Indonesian cuisine is as varied as its culture.
With the world’s fourth largest population made up of 250 ethnic groups and spread out over 6,000 populated islands, Indonesia, as can be imagined, is a land of huge diversity. The archipelago once lay along the ancient trading routes between the Middle East and the Far East, a position that opened it wide to the influences from many far-off places.
All The Trading Partners
From the time that its Srivijaya kingdom commenced trading with China in the 7th century, Indonesia has been an important trade region with many foreign powers attracted by its wealth of natural resources.

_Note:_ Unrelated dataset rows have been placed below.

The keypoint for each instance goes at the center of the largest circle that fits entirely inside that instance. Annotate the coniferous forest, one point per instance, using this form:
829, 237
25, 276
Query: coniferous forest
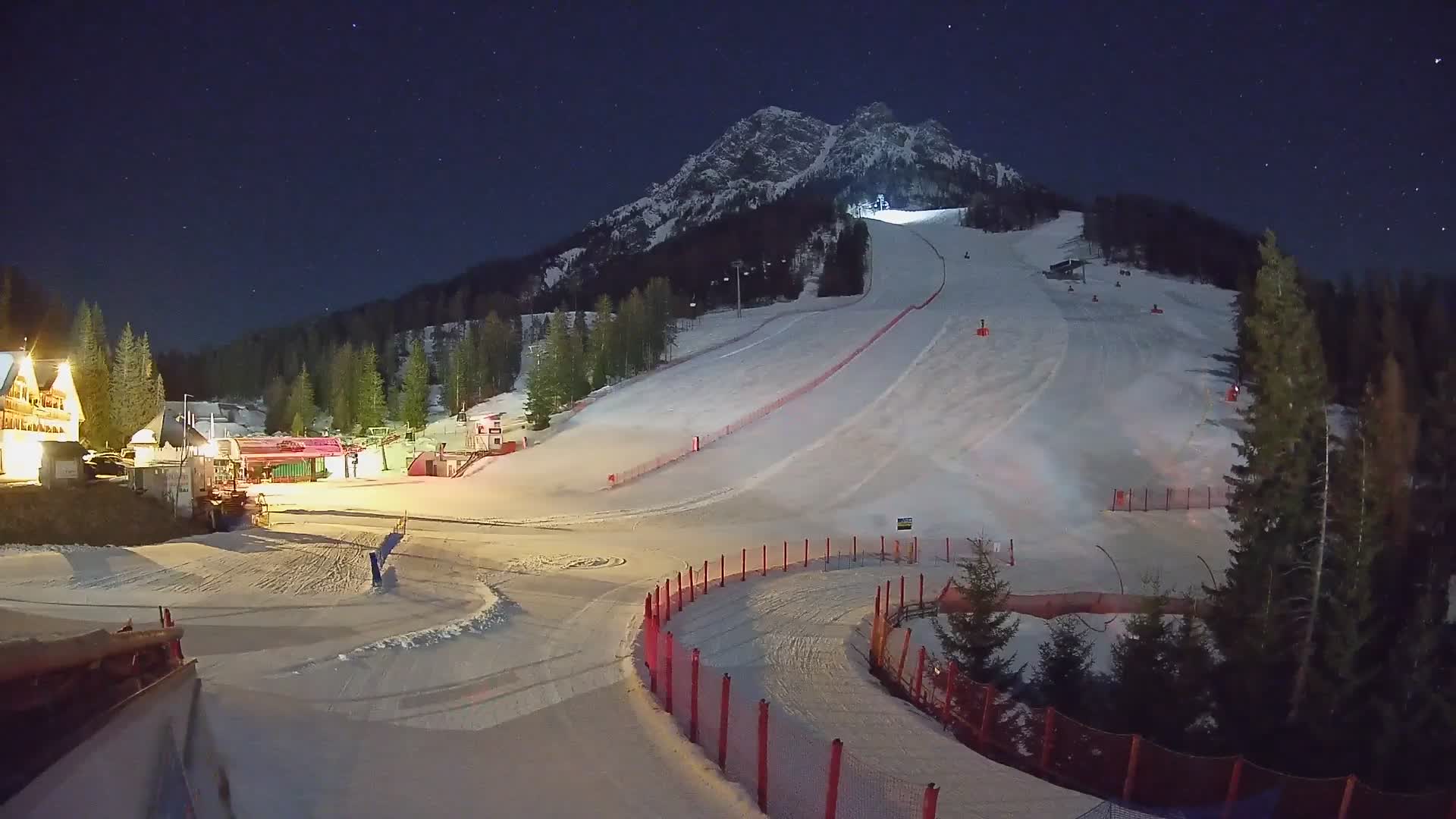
1329, 648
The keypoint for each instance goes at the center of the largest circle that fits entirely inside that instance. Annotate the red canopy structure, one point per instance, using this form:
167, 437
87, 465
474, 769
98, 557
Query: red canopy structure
256, 452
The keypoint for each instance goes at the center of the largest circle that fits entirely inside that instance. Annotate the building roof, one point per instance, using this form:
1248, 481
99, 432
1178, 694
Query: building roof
289, 447
166, 428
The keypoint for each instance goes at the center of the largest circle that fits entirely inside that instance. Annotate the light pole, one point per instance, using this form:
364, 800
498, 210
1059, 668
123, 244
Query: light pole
737, 268
182, 463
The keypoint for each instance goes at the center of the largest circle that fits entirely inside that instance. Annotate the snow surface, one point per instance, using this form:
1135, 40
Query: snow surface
1021, 435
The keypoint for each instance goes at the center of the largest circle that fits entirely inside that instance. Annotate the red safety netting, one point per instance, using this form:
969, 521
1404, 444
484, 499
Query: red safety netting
1169, 777
1166, 499
795, 771
1090, 760
1369, 803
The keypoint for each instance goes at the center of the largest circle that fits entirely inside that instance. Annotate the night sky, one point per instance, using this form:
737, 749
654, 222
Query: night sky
206, 171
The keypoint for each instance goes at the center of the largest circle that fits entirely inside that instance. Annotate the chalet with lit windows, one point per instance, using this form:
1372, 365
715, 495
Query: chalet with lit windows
39, 404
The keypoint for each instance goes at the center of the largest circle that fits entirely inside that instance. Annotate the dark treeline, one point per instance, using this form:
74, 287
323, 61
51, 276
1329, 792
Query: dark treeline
780, 242
1327, 649
1014, 207
1171, 238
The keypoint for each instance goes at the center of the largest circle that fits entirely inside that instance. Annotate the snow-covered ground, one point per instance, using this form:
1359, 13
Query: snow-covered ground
1021, 435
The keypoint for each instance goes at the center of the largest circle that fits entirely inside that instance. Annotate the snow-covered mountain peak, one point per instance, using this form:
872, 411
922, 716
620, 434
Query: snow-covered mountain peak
775, 150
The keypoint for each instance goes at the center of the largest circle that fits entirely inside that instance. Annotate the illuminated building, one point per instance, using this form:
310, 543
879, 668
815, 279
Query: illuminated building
39, 404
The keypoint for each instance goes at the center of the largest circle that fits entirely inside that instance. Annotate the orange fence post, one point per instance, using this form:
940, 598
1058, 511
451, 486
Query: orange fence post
919, 673
949, 692
986, 717
1047, 733
905, 651
928, 803
1347, 798
667, 672
1234, 789
1131, 768
874, 630
836, 751
764, 755
723, 726
692, 707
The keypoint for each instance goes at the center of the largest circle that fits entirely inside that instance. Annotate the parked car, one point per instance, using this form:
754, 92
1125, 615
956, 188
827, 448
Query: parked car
105, 464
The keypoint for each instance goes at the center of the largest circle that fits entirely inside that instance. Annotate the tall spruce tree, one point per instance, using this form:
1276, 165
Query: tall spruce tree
603, 343
1065, 670
1254, 618
275, 404
580, 362
136, 390
369, 390
538, 398
560, 365
92, 376
976, 639
343, 388
414, 395
1145, 676
302, 409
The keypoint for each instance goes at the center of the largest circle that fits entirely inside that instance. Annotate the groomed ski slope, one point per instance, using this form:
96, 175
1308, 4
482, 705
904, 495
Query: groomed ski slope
514, 692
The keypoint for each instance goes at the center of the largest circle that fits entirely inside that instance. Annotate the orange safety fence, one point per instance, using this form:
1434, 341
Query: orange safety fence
783, 765
1168, 499
1119, 767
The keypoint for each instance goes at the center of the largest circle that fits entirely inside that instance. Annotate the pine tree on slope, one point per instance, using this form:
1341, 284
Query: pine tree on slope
1065, 667
369, 390
302, 410
974, 639
92, 376
1254, 621
603, 343
414, 398
538, 398
341, 388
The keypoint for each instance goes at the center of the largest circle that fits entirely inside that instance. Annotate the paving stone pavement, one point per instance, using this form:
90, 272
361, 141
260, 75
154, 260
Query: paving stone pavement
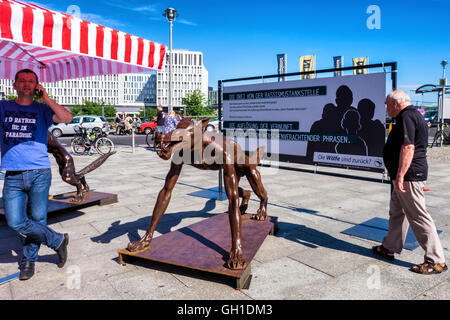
309, 257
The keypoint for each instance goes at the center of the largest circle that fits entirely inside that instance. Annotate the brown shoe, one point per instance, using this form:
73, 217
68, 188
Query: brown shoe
383, 252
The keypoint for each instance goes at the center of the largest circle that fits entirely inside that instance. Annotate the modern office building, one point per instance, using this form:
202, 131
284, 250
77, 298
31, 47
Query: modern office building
131, 92
188, 74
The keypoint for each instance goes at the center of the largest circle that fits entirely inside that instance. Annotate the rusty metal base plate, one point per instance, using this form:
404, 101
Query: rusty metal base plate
63, 202
205, 246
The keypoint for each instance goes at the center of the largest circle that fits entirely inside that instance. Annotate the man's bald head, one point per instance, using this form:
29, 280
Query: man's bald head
396, 101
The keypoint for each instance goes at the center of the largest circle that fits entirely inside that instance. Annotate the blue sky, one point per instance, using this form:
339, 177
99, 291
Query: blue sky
242, 38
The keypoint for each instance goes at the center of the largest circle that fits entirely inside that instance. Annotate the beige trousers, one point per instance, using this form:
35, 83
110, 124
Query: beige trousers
409, 209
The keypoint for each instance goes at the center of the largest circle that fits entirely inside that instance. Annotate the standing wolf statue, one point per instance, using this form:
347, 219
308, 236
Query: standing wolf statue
191, 144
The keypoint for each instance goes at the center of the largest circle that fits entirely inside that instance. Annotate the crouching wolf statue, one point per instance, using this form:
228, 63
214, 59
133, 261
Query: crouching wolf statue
191, 144
67, 167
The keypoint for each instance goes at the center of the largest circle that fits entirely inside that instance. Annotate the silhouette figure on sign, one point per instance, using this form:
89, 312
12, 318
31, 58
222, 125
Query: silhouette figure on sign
351, 123
322, 126
372, 131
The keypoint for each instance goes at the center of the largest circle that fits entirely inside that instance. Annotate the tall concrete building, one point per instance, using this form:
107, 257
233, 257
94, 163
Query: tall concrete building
131, 92
188, 74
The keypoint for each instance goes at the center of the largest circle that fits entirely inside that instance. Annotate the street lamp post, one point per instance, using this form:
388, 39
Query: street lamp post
444, 79
170, 14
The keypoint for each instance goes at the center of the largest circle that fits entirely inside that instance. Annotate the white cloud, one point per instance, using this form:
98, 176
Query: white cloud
95, 18
186, 22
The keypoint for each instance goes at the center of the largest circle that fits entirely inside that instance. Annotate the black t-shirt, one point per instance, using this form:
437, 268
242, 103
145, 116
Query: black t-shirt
410, 126
159, 118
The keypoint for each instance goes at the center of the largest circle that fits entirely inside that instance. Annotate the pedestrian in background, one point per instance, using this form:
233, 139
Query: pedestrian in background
170, 122
159, 130
406, 161
24, 123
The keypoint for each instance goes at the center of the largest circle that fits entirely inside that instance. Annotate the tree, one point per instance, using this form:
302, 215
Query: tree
94, 108
197, 104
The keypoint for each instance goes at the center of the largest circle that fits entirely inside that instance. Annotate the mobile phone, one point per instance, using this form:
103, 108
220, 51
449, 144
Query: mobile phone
38, 93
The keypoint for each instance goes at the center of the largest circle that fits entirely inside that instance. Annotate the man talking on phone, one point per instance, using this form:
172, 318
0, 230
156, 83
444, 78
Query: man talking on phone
23, 131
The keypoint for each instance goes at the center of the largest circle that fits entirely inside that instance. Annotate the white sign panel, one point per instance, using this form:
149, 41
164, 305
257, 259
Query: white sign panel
313, 119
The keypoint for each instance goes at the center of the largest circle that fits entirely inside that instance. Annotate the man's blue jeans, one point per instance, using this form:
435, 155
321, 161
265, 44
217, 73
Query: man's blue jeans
28, 191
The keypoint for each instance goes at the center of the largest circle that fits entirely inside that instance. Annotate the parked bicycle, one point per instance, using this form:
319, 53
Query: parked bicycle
442, 134
85, 141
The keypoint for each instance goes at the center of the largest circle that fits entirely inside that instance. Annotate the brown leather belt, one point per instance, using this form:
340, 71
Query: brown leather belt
14, 173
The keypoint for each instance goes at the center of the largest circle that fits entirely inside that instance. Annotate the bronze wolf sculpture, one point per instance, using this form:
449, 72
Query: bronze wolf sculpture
204, 153
67, 167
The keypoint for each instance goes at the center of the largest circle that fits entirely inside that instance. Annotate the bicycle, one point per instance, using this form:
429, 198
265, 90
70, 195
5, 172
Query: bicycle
84, 141
442, 134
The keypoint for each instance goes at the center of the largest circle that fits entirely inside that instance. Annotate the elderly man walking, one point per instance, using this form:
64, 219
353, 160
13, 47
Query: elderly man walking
405, 158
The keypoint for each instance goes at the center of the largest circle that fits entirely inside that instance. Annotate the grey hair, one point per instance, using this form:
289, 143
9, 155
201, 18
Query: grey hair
399, 96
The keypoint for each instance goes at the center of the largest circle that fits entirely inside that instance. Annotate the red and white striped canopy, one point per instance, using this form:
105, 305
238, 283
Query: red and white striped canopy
58, 46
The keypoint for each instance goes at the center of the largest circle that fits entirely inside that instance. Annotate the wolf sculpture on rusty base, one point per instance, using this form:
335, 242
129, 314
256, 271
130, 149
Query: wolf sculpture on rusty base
67, 167
209, 151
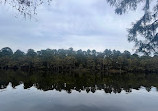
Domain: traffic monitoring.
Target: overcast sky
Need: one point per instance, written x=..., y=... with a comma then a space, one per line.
x=81, y=24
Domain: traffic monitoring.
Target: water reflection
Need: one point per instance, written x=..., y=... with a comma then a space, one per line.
x=89, y=82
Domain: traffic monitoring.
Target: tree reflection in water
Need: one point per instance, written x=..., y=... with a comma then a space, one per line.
x=89, y=82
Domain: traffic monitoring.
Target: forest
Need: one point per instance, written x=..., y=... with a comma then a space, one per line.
x=60, y=60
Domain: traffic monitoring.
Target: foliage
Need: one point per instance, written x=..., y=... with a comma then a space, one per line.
x=145, y=27
x=70, y=60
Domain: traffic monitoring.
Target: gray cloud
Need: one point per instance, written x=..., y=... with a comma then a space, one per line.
x=80, y=24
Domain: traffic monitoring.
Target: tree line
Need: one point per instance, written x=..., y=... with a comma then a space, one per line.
x=71, y=60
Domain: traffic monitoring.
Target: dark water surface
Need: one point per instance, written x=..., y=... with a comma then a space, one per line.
x=45, y=91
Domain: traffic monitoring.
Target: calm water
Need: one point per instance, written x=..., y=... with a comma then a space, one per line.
x=44, y=91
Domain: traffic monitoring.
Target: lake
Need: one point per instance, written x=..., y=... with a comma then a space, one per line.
x=47, y=91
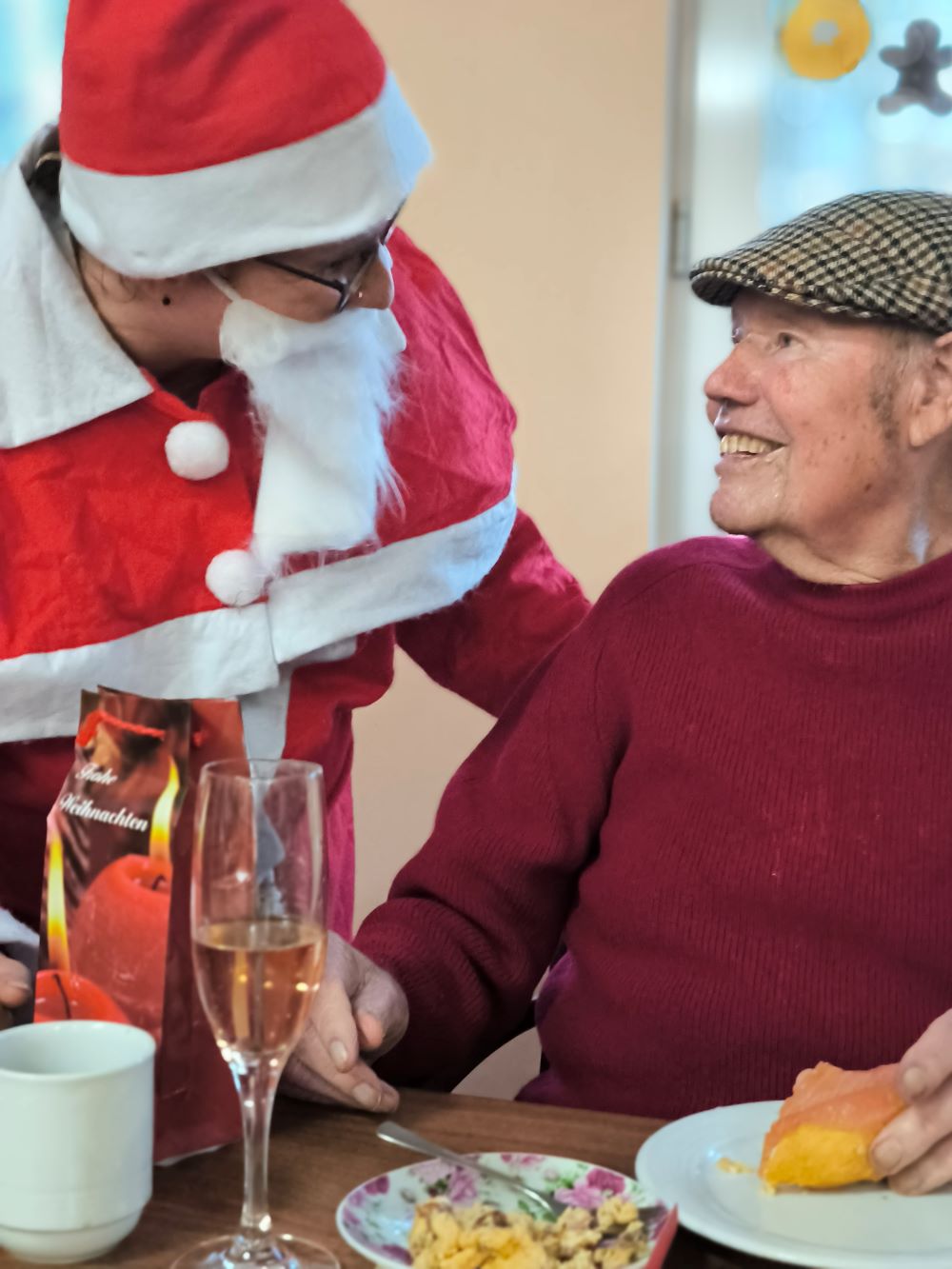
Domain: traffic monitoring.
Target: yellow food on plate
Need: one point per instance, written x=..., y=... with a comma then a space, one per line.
x=822, y=1138
x=445, y=1237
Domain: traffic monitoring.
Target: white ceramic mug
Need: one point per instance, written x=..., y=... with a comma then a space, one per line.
x=75, y=1138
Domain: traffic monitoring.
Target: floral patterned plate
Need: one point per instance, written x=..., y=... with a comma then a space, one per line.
x=376, y=1218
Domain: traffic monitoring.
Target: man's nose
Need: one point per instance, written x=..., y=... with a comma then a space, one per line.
x=733, y=381
x=377, y=287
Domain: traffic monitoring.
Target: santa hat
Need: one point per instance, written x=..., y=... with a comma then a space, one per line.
x=196, y=132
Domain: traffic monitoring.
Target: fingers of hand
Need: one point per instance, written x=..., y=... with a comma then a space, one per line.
x=914, y=1132
x=330, y=1024
x=14, y=982
x=322, y=1081
x=929, y=1172
x=380, y=1009
x=928, y=1063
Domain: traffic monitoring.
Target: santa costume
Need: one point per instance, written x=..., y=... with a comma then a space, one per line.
x=217, y=132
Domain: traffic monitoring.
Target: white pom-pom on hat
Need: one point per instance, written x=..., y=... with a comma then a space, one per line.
x=235, y=578
x=197, y=449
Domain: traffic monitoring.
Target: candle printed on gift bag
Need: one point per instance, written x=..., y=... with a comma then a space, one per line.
x=109, y=871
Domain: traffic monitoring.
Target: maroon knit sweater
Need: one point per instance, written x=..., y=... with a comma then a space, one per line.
x=730, y=793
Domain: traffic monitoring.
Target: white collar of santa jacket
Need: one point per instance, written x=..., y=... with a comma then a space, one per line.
x=61, y=366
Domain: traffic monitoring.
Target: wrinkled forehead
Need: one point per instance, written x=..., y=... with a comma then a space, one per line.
x=752, y=306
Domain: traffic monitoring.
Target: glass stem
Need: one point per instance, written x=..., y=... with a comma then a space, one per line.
x=257, y=1085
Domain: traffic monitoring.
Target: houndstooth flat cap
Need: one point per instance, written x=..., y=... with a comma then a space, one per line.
x=885, y=255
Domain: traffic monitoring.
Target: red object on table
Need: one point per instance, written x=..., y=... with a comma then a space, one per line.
x=663, y=1242
x=120, y=932
x=63, y=995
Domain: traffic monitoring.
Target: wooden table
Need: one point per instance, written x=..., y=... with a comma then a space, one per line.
x=319, y=1154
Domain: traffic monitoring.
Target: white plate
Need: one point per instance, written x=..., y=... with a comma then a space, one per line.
x=376, y=1218
x=857, y=1227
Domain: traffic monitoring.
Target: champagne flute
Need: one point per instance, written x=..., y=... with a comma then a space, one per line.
x=258, y=942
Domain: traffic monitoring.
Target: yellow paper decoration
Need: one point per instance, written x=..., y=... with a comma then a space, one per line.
x=825, y=38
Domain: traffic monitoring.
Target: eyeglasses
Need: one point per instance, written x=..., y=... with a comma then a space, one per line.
x=349, y=283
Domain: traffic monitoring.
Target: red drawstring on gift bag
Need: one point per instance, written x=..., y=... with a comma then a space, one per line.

The Indian merchants brought with them the Hindu and Buddhist religions as well as curries and dried spices such as cardamom, cumin and caraway. Chinese traders and immigrants contributed Confucianism, soybean, noodles and the technique of stir-frying; while Arab traders and scholars introduced Islam, kebabs and Arabian spices.
The Europeans, meanwhile, fought amongst themselves for control of the Spice Islands of Maluku; and Spanish and Portuguese traders brought produce from the New World before the Dutch finally colonized Indonesia for three and a half centuries. During that time, they imported potatoes, cabbage, cauliflower, carrots, string beans and corn to remind themselves of home.
The Local Favorites
Today, Indonesian food is well-known for its fried rice or nasi goreng; its satay, the local version of the Arab kebabs; its beef rendang, chili condiment or sambal, and tempeh or roasted soybean cakes. There are many similarities between Malay food in Malaysia and Indonesian cuisine, but to the experienced palate the differences are just as noticeable.
As with the rest of Southeast Asia, rice is the staple diet in Indonesia, except in Irian Jaya and Maluku where people sustain themselves with sago, which is a type of tapioca, sweet potatoes and cassava.
Rice is usually eaten plain, combined with a meat dish, a vegetable dish, a sambal and crunchies like fried peanuts or fried anchovies. Sometimes, the rice is steamed in woven packets of coconut leaves to make what is called a ketupat; and sometimes it is steamed in banana leaves and served as lontong.
In Indonesia, it is common for dishes to be cooked ahead of time and later eaten at room temperature. This seems to suit Indonesian families, many of whom do not have set meal-times. This practice is also common in restaurants and public eating places in Indonesia.
Most Indonesian food is moderately spicy with a predominance of ginger, garlic and fresh turmeric.